Divalproex sodium delayed-release tablets can cause serious side effects including:

  • Bleeding problems: red or purple spots on your skin, bruising, pain and swelling into your joints due to bleeding or bleeding from your mouth or nose.
  • High ammonia levels in your blood: feeling tired, vomiting, changes in mental status.
  • Low body temperature (hypothermia): drop in your body temperature to less than 95°F, feeling tired, confusion, coma.
  • Allergic (hypersensitivity) reactions: fever, skin rash, hives, sores in your mouth, blistering and peeling of your skin, swelling of your lymph nodes, swelling of your face, eyes, lips, tongue, or throat, trouble swallowing or breathing.
  • Drowsiness or sleepiness in the elderly. This extreme drowsiness may cause you to eat or drink less than you normally would. Tell your doctor if you are not able to eat or drink as you normally do. Your doctor may start you at a lower dose of divalproex sodium delayed-release tablets.

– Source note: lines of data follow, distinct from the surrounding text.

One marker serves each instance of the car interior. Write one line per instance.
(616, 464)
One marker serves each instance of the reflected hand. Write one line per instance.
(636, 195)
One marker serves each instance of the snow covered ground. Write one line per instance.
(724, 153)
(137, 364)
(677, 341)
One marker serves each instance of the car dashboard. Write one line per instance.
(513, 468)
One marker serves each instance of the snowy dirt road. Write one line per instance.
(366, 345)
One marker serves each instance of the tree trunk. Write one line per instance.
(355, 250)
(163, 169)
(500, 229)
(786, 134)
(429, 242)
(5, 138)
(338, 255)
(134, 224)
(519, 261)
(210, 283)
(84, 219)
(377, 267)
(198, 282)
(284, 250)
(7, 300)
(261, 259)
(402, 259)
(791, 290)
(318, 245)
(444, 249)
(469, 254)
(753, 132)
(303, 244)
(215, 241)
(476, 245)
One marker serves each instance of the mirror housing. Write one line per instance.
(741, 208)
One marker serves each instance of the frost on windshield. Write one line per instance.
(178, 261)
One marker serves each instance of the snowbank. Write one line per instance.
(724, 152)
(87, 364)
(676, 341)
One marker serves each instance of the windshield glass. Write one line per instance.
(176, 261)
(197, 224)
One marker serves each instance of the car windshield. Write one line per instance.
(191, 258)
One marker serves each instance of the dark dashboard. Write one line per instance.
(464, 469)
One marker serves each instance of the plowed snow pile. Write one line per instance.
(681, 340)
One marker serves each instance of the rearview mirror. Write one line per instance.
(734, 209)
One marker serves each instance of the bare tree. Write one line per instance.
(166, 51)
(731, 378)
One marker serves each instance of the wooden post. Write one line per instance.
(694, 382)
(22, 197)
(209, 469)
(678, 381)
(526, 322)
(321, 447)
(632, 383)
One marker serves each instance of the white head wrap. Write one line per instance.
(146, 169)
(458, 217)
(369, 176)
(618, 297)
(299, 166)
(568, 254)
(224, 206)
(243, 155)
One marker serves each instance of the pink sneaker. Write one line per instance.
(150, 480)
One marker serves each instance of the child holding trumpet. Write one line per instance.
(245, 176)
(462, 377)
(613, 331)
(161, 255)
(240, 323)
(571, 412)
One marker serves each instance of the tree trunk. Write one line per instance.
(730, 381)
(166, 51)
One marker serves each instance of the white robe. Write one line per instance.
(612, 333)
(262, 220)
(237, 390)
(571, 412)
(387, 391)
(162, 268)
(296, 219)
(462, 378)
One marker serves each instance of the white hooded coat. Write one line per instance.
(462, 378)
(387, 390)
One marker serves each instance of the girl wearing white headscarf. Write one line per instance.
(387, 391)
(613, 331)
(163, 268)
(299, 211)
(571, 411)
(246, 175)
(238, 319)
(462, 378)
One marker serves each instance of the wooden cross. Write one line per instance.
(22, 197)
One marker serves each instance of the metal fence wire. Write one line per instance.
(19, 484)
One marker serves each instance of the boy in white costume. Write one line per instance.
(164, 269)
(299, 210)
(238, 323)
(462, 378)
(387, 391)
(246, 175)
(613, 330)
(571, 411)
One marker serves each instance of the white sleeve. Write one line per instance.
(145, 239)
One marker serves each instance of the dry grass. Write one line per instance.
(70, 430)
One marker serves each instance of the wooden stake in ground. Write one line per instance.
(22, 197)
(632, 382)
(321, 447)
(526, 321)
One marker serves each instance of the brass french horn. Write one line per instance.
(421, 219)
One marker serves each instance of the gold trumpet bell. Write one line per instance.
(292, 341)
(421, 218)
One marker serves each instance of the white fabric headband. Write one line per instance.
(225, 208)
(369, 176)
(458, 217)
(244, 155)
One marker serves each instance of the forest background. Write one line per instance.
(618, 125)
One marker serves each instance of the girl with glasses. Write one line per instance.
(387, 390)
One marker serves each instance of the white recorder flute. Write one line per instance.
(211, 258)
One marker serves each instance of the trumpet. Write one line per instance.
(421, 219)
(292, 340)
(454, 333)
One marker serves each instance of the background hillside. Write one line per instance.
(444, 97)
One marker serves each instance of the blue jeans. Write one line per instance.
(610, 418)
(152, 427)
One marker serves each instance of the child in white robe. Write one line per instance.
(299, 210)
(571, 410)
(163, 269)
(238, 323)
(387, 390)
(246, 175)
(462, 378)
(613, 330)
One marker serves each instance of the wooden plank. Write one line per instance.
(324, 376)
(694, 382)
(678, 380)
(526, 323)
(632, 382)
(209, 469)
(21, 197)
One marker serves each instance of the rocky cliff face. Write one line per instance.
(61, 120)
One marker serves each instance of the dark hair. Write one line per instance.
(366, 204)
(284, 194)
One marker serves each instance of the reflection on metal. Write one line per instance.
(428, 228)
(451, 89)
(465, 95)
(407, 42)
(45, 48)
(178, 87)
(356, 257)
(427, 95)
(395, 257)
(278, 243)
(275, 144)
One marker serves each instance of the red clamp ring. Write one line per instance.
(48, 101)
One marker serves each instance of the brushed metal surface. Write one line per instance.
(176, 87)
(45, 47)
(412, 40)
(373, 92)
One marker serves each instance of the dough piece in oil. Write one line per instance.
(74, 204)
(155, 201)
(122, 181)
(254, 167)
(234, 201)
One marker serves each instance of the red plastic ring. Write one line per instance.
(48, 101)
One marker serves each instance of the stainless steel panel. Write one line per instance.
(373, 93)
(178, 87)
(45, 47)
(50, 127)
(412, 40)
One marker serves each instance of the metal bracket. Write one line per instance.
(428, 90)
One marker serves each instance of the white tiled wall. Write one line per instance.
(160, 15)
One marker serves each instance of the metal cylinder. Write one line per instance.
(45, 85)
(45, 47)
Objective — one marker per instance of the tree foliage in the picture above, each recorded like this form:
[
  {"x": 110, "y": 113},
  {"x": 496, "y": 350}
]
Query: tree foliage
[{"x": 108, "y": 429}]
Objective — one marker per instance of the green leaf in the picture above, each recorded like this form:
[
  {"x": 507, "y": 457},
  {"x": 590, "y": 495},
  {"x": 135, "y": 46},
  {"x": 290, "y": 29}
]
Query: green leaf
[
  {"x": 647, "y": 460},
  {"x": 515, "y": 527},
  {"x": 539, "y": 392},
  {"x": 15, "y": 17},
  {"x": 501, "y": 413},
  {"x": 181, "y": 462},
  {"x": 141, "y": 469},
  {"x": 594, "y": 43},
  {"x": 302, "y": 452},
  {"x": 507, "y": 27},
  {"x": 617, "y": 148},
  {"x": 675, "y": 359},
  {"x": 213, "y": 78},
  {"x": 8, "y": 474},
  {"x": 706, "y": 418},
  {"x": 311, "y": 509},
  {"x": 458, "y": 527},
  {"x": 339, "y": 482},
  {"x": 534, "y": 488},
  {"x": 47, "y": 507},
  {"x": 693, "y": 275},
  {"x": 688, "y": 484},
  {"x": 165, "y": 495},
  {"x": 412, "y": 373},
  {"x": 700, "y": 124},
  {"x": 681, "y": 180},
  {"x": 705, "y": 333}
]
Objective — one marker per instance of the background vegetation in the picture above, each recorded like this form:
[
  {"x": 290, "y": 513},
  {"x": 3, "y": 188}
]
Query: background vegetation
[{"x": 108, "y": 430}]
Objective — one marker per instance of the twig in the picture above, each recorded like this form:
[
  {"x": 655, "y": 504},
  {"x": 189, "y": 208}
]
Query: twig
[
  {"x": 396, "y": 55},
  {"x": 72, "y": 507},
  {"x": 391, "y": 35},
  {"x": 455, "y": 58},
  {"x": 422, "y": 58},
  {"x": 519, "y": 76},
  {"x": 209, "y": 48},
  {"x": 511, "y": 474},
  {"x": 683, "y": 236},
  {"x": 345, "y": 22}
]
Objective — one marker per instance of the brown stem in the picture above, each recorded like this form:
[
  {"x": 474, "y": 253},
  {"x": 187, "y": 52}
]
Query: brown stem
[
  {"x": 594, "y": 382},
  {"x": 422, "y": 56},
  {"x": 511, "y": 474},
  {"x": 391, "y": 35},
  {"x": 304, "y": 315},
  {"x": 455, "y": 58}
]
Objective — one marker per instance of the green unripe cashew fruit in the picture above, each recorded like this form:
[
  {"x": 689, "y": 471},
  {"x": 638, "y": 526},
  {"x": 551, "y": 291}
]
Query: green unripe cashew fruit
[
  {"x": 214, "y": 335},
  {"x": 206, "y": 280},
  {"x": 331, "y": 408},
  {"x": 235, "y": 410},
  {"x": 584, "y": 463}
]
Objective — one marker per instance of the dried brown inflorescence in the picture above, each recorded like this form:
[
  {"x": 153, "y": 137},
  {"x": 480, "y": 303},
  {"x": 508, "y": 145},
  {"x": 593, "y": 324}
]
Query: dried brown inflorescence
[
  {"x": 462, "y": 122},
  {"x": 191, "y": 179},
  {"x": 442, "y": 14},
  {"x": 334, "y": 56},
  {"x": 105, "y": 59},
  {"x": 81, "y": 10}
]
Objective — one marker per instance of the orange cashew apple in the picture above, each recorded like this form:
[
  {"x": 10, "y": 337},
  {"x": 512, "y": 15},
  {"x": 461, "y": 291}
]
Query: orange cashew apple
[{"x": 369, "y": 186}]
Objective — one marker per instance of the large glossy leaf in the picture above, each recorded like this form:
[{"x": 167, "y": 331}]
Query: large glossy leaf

Call your healthcare provider right away, if you have any of the symptoms listed above.

The common side effects of divalproex sodium delayed-release tablets include:

  • nausea
  • headache
  • sleepiness
  • vomiting
  • weakness
  • tremor
  • dizziness
  • stomach pain
  • blurry vision
  • double vision
  • diarrhea
  • increased appetite
  • weight gain
  • hair loss
  • loss of appetite
  • problems with walking or coordination

These are not all of the possible side effects of divalproex sodium delayed-release tablets. For more information, ask your healthcare provider or pharmacist.
Tell your healthcare provider if you have any side effect that bothers you or that does not go away.
Call your doctor for medical advice about side effects. You may report side effects to FDA at 1-800-FDA-1088.
How should I store divalproex sodium delayed-release tablets?
Store divalproex sodium delayed-release tablets at 20° to 25°C (68° to 77°F); excursions permitted to 15° to 30° C (59° to 86° F).
Keep divalproex sodium delayed-release tablets and all medicines out of the reach of children.
General information about the safe and effective use of divalproex sodium delayed-release tablets
Medicines are sometimes prescribed for purposes other than those listed in a Medication Guide. Do not use divalproex sodium delayed-release tablets for a condition for which it was not prescribed. Do not give divalproex sodium delayed-release tablets to other people, even if they have the same symptoms that you have. It may harm them.
This Medication Guide summarizes the most important information about divalproex sodium delayed-release tablets. If you would like more information, talk with your healthcare provider. You can ask your pharmacist or healthcare provider for information about divalproex sodium delayed-release tablets that is written for health professionals.
For more information, call 1-800-818-4555.
What are the ingredients in divalproex sodium delayed-release tablets?
Active ingredient: divalproex sodium
Inactive ingredients:
Divalproex sodium delayed-release tablets: colloidal silicon dioxide, corn starch, povidone, pregelatinized maize starch, hypromellose, titanium dioxide, triacetin, methacrylic acid copolymer type C, talc, triethyl citrate, colloidal anhydrous silica, sodium bicarbonate, and sodium lauryl sulfate.
Imprinting ink contains shellac glaze, iron oxide black, N-butyl alcohol, propylene glycol, and ammonium hydroxide.
Individual tablets also contain:
125 mg tablets: FD&C Red #40, and FD&C Blue #2
250 mg tablets: FD&C Yellow #6, and iron oxide yellow
500 mg tablets: D&C Red #30, FD&C Blue #2, and iron oxide red
This Medication Guide has been approved by the U.S. Food and Drug Administration. * All trademarks are the property of their respective owners.